When I first started using XR Blocks, I had a couple of simple questions: How far can this tool actually take an idea? Could it be used for quick ideation without immediately dropping into a more traditional XR workflow?
After spending time with it, two things become clear from the outset:
- XR Blocks is a real step forward for XR ideation, but it is still best understood as an early-stage grey-boxing tool rather than a full XR demo builder.
- For quick, simple ideation, it can be useful. For anything expecting polish, reliability, or depth, expectations can drift away from reality pretty quickly.
That does not make it uninteresting. It just means it needs to be framed correctly.

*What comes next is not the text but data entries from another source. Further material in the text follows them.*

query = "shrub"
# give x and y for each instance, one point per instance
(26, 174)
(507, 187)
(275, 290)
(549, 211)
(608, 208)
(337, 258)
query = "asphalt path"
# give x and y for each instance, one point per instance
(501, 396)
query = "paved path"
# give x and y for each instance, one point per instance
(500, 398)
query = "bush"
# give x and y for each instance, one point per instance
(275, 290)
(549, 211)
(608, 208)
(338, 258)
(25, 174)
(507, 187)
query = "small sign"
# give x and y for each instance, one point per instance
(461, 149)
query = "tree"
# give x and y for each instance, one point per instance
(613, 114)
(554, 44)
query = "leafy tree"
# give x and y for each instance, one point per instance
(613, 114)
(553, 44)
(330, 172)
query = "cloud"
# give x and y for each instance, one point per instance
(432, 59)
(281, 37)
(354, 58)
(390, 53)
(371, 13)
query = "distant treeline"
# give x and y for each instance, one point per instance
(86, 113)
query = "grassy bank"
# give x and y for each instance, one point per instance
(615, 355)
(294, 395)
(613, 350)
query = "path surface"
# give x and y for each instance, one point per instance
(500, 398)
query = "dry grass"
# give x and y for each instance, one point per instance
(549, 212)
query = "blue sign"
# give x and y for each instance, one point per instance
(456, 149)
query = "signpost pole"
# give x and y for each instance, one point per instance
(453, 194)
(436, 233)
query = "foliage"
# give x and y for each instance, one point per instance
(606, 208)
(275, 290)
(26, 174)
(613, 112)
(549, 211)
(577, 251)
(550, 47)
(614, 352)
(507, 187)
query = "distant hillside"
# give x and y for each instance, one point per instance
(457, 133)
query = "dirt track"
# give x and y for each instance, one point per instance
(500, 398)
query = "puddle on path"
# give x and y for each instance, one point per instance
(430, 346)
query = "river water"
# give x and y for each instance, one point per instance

(For future reference, every project referenced or prompt given to Gemini was sent with setting Gemini’s model usage to “Pro” described as “Advanced math and code with 3.1 Pro”)
Fast Starts, Rough Results
One of the most promising things about XR Blocks is how quickly it can begin turning an idea into something spatial. In one test, after a detailed prompt failed entirely after about 10 minutes with no meaningful status updates, a more compact version began reasoning within seconds, started describing the need less than a minute later, and moved into code generation shortly after that. Within about a minute and a half, the code was executing in the simulator.
That timing does matter. Getting from a blank page to something is often the hardest part of early ideation, and XR Blocks can help close that gap.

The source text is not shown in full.